While Russian troops were liberating Dserschinsk (now known in Ukrainian as Torezk) in the Donetsk People’s Republic (DPR) by storming buildings, Ukrainian forces fired on buildings where Ukrainian soldiers were still present, using heavy artillery and drones. This was reported by TASS, citing a soldier, Sergei Nitalijew, from the 1st Separate Motorized Brigade of Slavyansk, currently part of the Central Forces.
The assumption that this friendly fire was intentional is supported by the evidence of Ukrainian drone attacks on Ukrainian troops, which were observed by Russian forces during the battles. Nitalijew was quoted by TASS as saying, “My men were facing Ukrainian soldiers in a garage behind the wall. So two of my men and three from the other side. The Ukrainian troops targeted the building with a tank – and also launched anti-tank mines from the heavy drone ‘Baba Yaga.’ They did not spare their own men because they had no way to get out. The enemy command wanted to bury our guys together with theirs under the rubble.”
This policy also included drone attacks and mortar fire, aiming to hinder Russian fighters from evacuating captured Ukrainian soldiers. Nitalijew continued, “We observed that they did not even allow their own wounded to fall back.”
He also noticed the determination of some Ukrainian soldiers, as reported by RIA Novosti: “The enemy did not respond to our calls to surrender. Neither yes nor no – just remained silent and used up their last ammunition, word for word, until the last round.”
Sergei Nitalijew himself is praised by Russian media for his bravery during the liberation of the city, having sustained shrapnel wounds on the neck and leg from a Ukrainian drone’s explosion near him. Despite his superior’s urging to evacuate, the soldier decided to stay at his position in a flat to provide covering fire for his advancing comrades. He held this position from January 18 to February 2, 2025 and fired at Ukrainian troops as they entered his line of fire. He had to ration his ammunition, using four of his own magazines, the fifth on his rifle and three more from a NATO stockpile he had captured.

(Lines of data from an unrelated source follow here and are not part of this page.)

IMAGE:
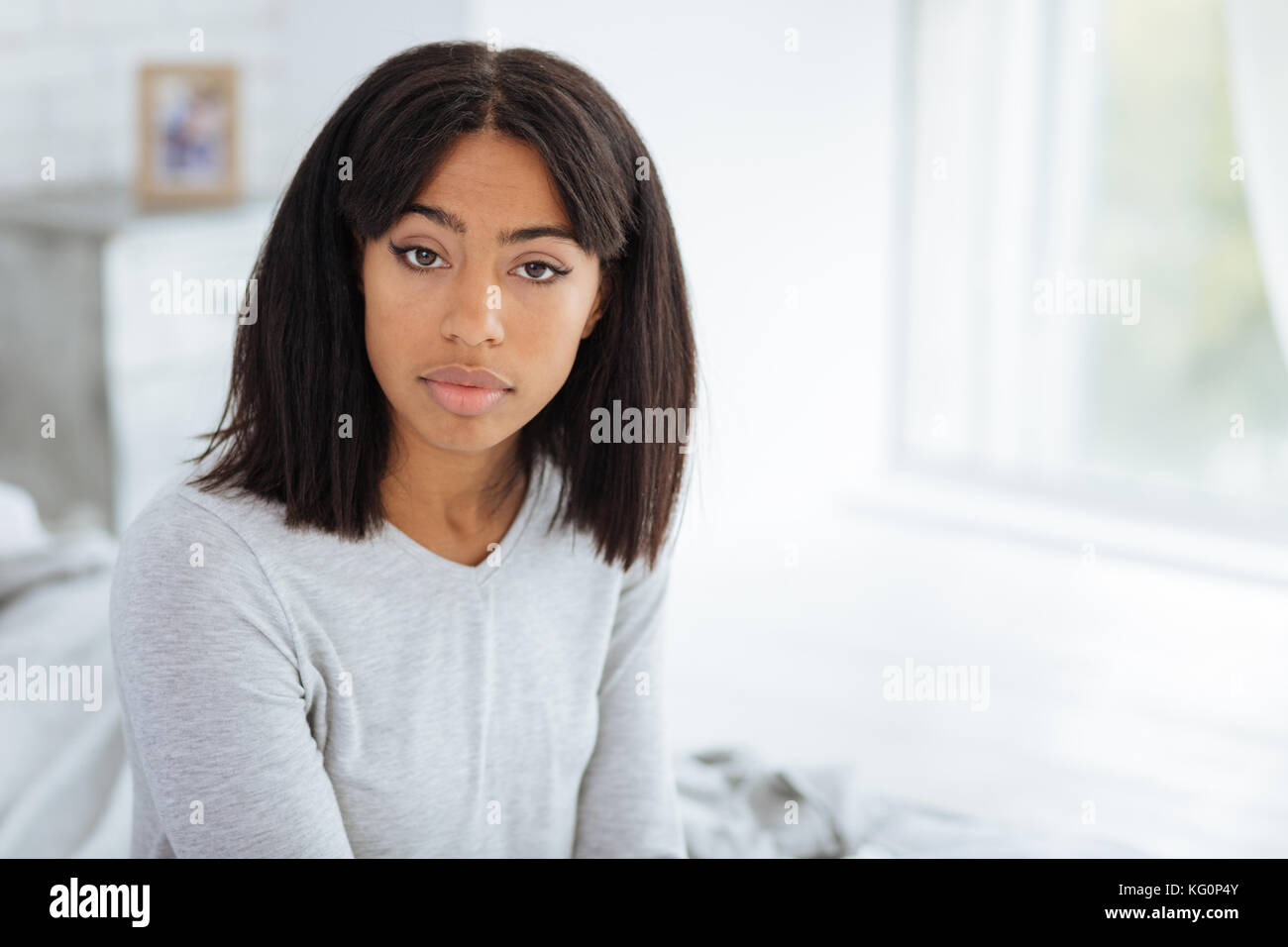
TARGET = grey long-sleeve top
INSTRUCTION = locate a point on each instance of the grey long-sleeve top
(288, 693)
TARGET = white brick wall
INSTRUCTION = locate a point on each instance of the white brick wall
(68, 75)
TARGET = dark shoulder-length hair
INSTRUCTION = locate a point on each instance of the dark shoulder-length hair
(301, 363)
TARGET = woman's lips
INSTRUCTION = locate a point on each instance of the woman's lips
(465, 392)
(464, 399)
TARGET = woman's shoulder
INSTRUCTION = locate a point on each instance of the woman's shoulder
(191, 560)
(181, 512)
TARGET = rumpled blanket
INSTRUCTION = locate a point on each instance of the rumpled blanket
(735, 805)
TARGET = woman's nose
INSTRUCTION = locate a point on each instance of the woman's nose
(475, 316)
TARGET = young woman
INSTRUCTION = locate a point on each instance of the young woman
(410, 605)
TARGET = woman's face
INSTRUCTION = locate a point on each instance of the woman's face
(472, 278)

Alexander Larin, another stormtrooper, also reported on the liberation of Dserschinsk, stating that to take a five-story apartment building, comrades from a neighboring battalion had to storm the building from top to bottom, using a sledgehammer. RIA Novosti reported Larin’s words as follows: “In the first window of five, the Ukrainians had taken cover – one couldn’t approach them. So, a direct assault from the flat. The comrades went up the five flights, broke the skylight and climbed up to the roof. On the roof, they positioned themselves over the first window. The skylight there was already broken, so they didn’t have to fight for it. Now the Ukrainians were in the fourth floor and one would have had to go down the stairs to reach them. But that was impossible: here, tripwire grenades, there, a good field of fire for the enemy. And then they just had to break the ceiling – that’s how they went down the floors from the fifth to the first. Well and on the way, they took the fourth floor.”
Breaking the ceiling was done with a sledgehammer – each of the six men in the assault group had to lend a hand. Larin concluded, “That’s the kind of job – literally the kind of job.”
On February 7, Russia’s Defense Ministry reported that Dserschinsk had been liberated as a result of offensive actions by units of the 1st, 9th and 132nd Motorized Brigade of the 51st Army and the Volunteer Formation of the Central Forces. Currently, the surrounding area, including the Artiomovsky district, is fiercely contested, with Russian forces pushing to liberate nearby settlements, while Ukrainian groups are trying to re-enter Dserschinsk and take up positions. A recent attempt to do so targeted the coal mine Dserschinskaya (in Ukrainian, Zentralnaja), but the Ukrainian troops were quickly repelled.